Build usable systems
- large engineering effort resulting in minimal publication effort.
- Simulators and test frameworks
- Continuous integration
Impact through Education
Having master students on Sancus allows understanding, by putting theory into practice. Highly recommended: continuous master thesis involvement.
Science Communication
Documentation, conferences: FOSSDEM is the most important probably.
Let’s speak now about SGX-Step, a versatile open-source attack framework.
SGX-Step enlights an important aspect: Engage with Industry! SGX-Step lef to changes in major OSs, Intel chipts and enclaves SDKs.
Conclusions. What are the magic ingredients?
- Open-source ecosystem
- Modular base design
- Impact through education
- Science communication
- Accessible library design
- Reusable primitives
- Engage with industry
The Marvelous Misadventures of a Scientist-in-progress: from PhD Disasters to Corporate Farces
Presenter: Giada Lalli, Bioinformatician
Coding was her next-step. It was like taking control on something she hadn’t control before. Coding perceived like a game.

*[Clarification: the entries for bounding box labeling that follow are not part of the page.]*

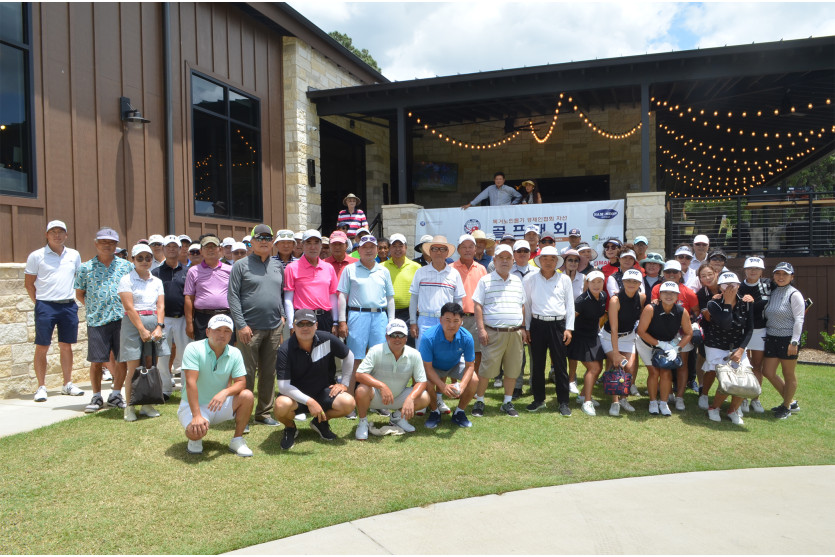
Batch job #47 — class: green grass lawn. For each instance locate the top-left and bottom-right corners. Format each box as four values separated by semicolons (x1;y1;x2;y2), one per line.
0;366;835;554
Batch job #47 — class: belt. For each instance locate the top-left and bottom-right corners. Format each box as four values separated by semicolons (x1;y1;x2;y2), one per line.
194;308;229;315
485;325;524;333
533;313;565;321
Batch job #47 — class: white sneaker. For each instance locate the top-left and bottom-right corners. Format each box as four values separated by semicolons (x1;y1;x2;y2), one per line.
35;385;46;402
139;404;159;418
229;437;252;456
389;410;418;433
61;381;84;396
355;418;368;441
125;405;136;422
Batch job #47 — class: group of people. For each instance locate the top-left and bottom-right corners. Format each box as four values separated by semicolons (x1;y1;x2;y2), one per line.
25;185;804;456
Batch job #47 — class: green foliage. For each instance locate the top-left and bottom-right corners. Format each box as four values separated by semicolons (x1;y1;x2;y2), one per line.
328;31;383;73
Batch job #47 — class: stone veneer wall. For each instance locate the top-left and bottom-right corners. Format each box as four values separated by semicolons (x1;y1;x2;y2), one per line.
0;263;90;398
283;37;391;232
413;107;656;207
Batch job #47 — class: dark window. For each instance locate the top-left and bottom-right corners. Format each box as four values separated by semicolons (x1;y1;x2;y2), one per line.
0;2;34;196
191;74;262;221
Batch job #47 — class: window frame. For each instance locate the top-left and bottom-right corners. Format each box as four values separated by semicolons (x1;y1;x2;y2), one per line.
188;68;264;224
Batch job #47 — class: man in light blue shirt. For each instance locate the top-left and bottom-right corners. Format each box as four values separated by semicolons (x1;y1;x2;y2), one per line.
461;172;522;209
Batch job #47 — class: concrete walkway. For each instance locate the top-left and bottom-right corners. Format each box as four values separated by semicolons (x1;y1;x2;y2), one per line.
0;384;835;555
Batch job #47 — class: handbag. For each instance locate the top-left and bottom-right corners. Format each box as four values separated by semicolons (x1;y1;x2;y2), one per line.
129;341;165;406
652;348;682;369
716;362;762;398
603;368;632;396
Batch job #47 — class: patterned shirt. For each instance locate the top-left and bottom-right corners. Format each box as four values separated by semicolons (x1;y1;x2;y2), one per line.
73;256;133;327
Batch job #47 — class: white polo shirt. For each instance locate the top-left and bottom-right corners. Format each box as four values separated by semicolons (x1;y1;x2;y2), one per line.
24;244;81;302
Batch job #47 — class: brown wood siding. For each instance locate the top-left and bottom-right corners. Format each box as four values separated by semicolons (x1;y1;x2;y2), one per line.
0;2;286;262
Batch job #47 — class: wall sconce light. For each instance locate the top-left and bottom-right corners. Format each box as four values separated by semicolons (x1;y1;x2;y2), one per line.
119;97;151;124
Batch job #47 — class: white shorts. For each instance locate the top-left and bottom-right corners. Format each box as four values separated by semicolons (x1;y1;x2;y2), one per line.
177;396;235;427
369;387;412;410
599;329;638;355
748;327;765;352
702;346;751;371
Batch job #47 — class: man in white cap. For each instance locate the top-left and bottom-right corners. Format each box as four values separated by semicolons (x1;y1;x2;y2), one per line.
409;236;466;346
23;220;84;402
73;227;133;412
354;320;429;441
523;246;580;416
473;244;527;417
284;229;339;334
151;234;191;395
382;233;420;348
177;315;253;457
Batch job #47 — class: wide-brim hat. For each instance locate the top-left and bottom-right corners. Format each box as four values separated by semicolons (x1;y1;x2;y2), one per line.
420;235;455;261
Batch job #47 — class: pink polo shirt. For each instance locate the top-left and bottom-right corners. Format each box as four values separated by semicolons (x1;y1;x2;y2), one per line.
183;261;232;309
284;256;339;311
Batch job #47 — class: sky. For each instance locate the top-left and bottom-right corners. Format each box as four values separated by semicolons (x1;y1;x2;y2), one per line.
289;0;835;81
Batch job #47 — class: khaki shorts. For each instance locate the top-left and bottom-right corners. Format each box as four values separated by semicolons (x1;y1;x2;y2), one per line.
478;327;525;379
461;315;481;352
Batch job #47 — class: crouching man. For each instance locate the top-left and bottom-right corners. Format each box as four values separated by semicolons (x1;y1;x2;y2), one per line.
354;319;429;441
177;314;253;456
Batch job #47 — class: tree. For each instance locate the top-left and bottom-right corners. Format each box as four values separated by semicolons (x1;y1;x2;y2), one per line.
328;31;383;73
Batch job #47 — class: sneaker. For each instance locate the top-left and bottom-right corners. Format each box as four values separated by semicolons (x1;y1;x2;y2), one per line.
525;400;545;412
452;410;473;427
125;406;136;422
772;404;792;420
423;410;441;429
35;385;46;402
139;404;159;418
229;437;252;456
310;418;336;441
84;395;104;414
499;402;519;418
61;381;84;396
389;412;415;433
278;422;300;451
107;391;127;408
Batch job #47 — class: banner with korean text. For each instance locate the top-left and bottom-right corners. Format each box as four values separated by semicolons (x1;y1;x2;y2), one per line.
415;199;624;265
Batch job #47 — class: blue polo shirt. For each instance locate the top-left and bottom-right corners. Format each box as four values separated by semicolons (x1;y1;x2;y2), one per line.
420;324;475;370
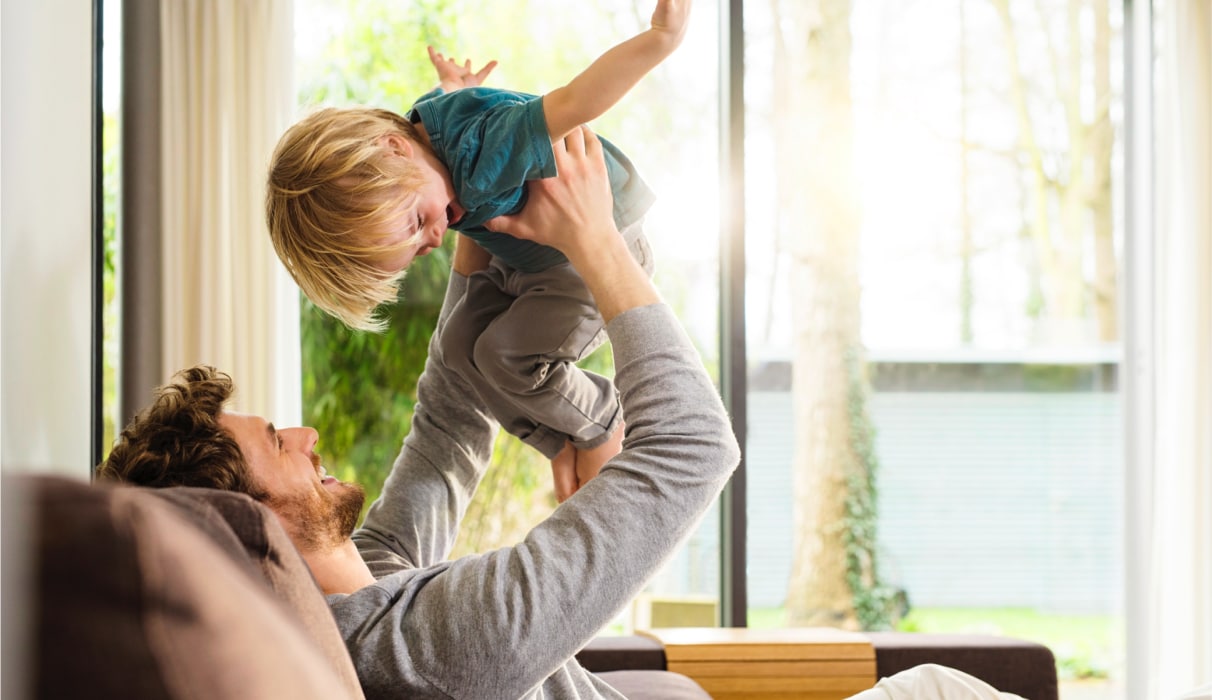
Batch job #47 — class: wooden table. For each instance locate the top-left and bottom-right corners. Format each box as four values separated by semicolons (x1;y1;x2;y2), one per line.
638;627;875;700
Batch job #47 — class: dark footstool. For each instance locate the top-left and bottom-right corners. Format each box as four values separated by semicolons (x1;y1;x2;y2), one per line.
865;632;1059;700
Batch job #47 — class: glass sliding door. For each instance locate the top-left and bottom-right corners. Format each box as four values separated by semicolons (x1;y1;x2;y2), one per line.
744;0;1124;698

What makes PhD students happy? Good supervision.
Seek mentorship, not control Seek guidance, not permission Seek direction, not directives Seek feedback, not instructions Seek support, not dependence
Never forget: you are in charge of your PhD as it’s your project. Do not forget that your promotor was in your position just few years before you.
Trust your skills.
And don’t be shy, but reach out even just for advice.
Parallel Track 2 - Data & AI/ML
Chair: Ingrid Barcena Roig
AI pair programming: how lazy can you afford to be?
Presenter: Geert Jan Bex
Attempt to making slides with voice over.
AI generated code: How to debug? How to maintain?
Formulate specs
Write documentation about User Interface and let AI to create code based on it. Better precision of my speces, more correct the output.
AI is good in “boring work”:
- command line arguments
- input validation
- documentation stubs
- initial unit tests
Code completion and suggestions: yes, but pay attention that they could be “outdated”, even if working. AI systems
Code reviews: sourcery. Nice.
Use agents: they will improve incredibly the quality.
Online agents:
- GitHub Copilot
- OpenAi Codex
On your machine:
- OpenAI Codex CLI
OpenAI Codex CLI for something where discussion/iterations are expected as the goal is more complex, not just unit-tests.
Provide context via Markdowns, e.g. AGENTS.md.
General guidelines Specialization:
- in GIthub repository
- in specific directories
Boring science is easy, science not.
- Use scpeifications
- Can save lots of time
- Check answers/review code
You won’t be out of a job anytime soon… if you add value and you know your stuff.
AI doesn’t replace competence: it complements it.
Valorise your research by developing software: challenges and opportunities in the domains of digital education and healthcare
Presenter: Frederik Cornillie, Stefaan Haspeslagh
Think beyond your current collaboration. Have a mission, a long-term goal.
dtaianomaly: A Python library for time series anomaly detection
Presenter: Louis Carpentier
dtaianomaly is a Python tool for time series anomaly detection.
There is a web application on top of it: InTimeAD (GItHub).
During poster session, the presenter showed me another Python tool, patsemb which could be interesting for migration/spawning detection in eels/shads time series I work on. PaTSEmb is a Python package for creating a pattern-based embedding of the time series. This is an embedding of the time series which contains information about the typical shapes are occurring at which locations in the time series.